Freedom of religion, a constitutional right in France, is not a right extended to Muslim women who wear a burqa. Yesterday France rejected a Muslim women's bid to become a citizen because she wears a burqa.
French authorities claim that the burqa is incompatible with the notion of Frenchness and contradicts the national value that seeks equality of the sexes.
Faiza M (32), as she is known publicly, was born in Morocco until she married a French national and moved to France in 2000. She has three children who were all born in France.
Faiza M. speaks French but because she told authorities that she lives in "total submission" to her husband it was deemed that this demonstrated "insufficient assimilation" into French life.
Faiza M. appealed the ruling saying that she lived in harmony with French values but the Council of State upheld the ruling.
The Council of State heard legal evidence that decribed Faiza M's life as under the control of her husband and other male relatives.
The thinking in this ruling strongly suggests that France has just ruled that patriarchy and French citizenship is incompatible.
Should we now expect that Christian or Jewish women, for example, who are married to domineering French men are barred from citizenship, naturalized, or other?
And what will the test be to determine insufficient integration?
This case illustrates rising intolerance toward Muslims in France and elsewhere in Europe (see proposed minaret ban in Switzerland).

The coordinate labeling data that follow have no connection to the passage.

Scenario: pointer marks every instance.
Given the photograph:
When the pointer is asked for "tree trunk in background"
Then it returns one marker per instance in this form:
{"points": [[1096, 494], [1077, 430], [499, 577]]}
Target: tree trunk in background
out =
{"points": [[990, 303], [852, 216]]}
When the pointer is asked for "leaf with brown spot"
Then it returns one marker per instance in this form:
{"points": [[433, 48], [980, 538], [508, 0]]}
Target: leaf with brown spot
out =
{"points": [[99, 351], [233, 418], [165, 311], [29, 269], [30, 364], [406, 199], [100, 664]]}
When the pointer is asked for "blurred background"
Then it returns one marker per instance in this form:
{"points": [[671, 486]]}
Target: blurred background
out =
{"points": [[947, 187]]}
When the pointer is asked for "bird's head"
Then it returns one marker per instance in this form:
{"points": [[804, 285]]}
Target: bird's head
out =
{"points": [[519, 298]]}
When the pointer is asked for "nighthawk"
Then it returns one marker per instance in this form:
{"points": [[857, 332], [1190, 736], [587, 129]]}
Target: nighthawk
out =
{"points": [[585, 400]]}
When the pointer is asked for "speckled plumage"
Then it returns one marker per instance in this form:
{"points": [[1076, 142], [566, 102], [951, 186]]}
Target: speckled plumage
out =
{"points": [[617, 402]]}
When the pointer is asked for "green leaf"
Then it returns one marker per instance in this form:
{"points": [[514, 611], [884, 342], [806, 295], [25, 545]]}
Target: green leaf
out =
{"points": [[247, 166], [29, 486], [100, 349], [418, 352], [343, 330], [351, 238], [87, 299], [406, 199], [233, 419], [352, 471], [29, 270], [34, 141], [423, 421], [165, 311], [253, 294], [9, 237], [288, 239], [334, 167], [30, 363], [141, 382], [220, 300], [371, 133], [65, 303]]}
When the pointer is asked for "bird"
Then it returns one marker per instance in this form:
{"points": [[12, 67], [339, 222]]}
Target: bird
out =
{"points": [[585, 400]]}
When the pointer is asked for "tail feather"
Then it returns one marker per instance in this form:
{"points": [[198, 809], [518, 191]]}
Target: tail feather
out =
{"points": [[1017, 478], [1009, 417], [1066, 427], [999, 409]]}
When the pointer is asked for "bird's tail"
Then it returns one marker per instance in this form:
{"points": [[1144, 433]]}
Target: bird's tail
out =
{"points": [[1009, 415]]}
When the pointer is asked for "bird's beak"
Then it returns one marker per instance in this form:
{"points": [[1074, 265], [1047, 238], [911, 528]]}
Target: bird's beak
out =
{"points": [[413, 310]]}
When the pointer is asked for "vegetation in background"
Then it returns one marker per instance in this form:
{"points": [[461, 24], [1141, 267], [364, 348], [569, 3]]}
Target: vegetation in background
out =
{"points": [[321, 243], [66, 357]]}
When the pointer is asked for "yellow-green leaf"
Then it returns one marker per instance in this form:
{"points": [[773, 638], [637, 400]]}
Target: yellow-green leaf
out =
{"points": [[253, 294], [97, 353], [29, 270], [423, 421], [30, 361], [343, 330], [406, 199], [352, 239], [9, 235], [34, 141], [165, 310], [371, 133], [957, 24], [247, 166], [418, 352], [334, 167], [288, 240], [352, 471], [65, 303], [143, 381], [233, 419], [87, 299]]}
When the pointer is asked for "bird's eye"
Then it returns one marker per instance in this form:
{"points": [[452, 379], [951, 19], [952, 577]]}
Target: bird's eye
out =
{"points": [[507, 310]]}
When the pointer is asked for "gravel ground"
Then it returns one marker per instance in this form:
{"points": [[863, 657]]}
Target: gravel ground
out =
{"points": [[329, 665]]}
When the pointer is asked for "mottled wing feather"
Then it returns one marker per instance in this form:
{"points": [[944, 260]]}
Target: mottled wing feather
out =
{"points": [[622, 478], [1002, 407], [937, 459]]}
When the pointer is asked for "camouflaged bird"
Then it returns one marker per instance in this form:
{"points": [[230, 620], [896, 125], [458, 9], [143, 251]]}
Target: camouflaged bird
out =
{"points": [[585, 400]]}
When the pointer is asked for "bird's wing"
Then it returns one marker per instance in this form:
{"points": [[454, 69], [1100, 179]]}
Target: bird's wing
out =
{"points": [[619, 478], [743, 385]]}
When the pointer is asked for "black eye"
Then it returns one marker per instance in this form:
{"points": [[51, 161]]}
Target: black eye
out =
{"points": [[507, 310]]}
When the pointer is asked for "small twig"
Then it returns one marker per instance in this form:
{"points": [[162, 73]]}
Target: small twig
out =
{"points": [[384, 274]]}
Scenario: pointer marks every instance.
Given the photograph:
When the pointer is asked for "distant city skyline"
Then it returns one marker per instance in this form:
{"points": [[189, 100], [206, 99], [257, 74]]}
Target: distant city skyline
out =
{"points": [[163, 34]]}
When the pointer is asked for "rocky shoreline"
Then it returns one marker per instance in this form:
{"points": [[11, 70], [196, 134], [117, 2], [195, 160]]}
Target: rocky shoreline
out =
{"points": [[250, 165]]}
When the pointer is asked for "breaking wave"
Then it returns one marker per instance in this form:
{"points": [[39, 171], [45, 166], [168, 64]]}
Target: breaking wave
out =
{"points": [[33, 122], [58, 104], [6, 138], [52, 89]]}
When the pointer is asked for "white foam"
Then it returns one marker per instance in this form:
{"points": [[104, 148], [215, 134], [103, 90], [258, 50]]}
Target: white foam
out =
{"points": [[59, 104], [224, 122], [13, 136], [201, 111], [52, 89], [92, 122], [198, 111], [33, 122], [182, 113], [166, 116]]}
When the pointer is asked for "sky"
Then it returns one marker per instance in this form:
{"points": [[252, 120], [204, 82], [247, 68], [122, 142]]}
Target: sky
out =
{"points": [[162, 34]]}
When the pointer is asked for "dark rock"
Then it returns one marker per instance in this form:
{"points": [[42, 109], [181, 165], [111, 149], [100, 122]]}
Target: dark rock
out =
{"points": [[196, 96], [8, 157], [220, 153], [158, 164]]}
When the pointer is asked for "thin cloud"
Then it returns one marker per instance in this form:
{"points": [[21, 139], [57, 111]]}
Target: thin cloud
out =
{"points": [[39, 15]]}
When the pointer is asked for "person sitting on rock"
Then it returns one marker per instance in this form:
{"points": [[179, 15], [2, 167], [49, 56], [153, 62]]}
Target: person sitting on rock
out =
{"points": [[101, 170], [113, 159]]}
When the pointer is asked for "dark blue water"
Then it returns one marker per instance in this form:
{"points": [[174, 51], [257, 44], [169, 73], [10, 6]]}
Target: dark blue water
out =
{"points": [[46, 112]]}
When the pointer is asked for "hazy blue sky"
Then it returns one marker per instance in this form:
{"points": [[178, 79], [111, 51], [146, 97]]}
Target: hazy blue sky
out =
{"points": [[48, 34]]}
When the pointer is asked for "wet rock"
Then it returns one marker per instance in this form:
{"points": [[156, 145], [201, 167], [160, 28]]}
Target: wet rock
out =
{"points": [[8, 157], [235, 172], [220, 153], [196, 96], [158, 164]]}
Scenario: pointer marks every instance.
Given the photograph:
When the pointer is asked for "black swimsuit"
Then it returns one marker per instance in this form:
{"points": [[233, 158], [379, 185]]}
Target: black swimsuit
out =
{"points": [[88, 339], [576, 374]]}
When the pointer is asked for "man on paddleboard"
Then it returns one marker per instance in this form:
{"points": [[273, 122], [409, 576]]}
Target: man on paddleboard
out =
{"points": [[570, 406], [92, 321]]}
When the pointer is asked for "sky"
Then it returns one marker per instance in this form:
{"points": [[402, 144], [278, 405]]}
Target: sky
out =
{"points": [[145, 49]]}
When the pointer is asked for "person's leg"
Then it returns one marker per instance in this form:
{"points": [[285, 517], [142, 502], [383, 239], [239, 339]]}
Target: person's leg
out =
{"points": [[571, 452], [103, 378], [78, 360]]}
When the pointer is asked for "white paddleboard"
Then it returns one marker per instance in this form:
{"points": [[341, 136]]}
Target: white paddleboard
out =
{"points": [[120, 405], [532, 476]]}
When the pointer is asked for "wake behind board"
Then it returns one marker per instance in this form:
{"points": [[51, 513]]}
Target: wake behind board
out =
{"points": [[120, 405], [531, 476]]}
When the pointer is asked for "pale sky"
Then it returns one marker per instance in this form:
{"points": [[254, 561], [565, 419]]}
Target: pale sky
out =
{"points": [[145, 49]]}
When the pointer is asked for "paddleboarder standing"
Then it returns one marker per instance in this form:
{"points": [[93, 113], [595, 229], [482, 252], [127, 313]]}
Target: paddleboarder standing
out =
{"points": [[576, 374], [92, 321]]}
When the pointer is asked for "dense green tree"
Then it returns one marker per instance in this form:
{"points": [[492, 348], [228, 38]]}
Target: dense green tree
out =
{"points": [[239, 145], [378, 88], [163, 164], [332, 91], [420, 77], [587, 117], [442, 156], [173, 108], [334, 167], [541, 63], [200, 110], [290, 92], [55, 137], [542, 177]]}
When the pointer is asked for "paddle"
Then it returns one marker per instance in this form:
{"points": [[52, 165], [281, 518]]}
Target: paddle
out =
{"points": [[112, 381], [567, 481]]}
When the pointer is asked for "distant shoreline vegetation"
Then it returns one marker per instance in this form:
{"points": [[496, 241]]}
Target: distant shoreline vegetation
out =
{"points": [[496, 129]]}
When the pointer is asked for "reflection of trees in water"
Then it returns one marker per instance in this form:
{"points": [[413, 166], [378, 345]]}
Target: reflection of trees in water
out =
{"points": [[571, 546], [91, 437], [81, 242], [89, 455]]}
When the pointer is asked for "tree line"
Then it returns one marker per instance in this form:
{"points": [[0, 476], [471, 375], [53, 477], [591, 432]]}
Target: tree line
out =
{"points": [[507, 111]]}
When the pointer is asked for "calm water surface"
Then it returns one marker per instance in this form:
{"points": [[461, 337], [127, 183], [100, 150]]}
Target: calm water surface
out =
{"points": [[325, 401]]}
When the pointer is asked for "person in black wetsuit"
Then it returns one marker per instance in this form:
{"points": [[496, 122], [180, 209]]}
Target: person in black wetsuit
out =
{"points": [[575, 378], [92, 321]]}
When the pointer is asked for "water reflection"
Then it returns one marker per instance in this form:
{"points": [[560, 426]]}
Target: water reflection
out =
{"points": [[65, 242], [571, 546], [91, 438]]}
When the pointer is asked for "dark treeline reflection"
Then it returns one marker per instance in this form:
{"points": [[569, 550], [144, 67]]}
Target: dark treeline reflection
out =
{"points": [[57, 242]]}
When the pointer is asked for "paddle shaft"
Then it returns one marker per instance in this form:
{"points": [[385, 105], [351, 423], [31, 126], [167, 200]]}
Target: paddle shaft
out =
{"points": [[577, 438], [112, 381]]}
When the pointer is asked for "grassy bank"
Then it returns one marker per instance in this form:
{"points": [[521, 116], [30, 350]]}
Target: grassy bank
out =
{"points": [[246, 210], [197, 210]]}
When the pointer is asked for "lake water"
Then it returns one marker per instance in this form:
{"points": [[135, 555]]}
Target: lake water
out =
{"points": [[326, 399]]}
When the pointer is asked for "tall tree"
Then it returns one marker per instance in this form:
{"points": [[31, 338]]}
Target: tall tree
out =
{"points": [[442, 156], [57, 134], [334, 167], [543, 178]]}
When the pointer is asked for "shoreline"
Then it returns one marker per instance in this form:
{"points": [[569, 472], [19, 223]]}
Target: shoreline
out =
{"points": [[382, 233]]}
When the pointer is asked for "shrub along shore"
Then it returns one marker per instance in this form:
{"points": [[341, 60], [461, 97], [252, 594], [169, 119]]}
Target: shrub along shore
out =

It is also hardly ironic that the government seeks to punish a Muslim woman for not being French enough to live with her French husband and children.
France is a decidedly patriachal society that can hardly claim that women enjoy equal status with men as a general rule. Faiza M. was rejected because she is a Muslim woman who wears a burqa in a nation who mostly want Muslims to leave.
This case is about being anti-Islam and anti-Muslim. And this virulent bigotry is being carried out on the body of a Muslim woman.
So much for freedom, freedom of religion, fraternity, justice, and equality under the law.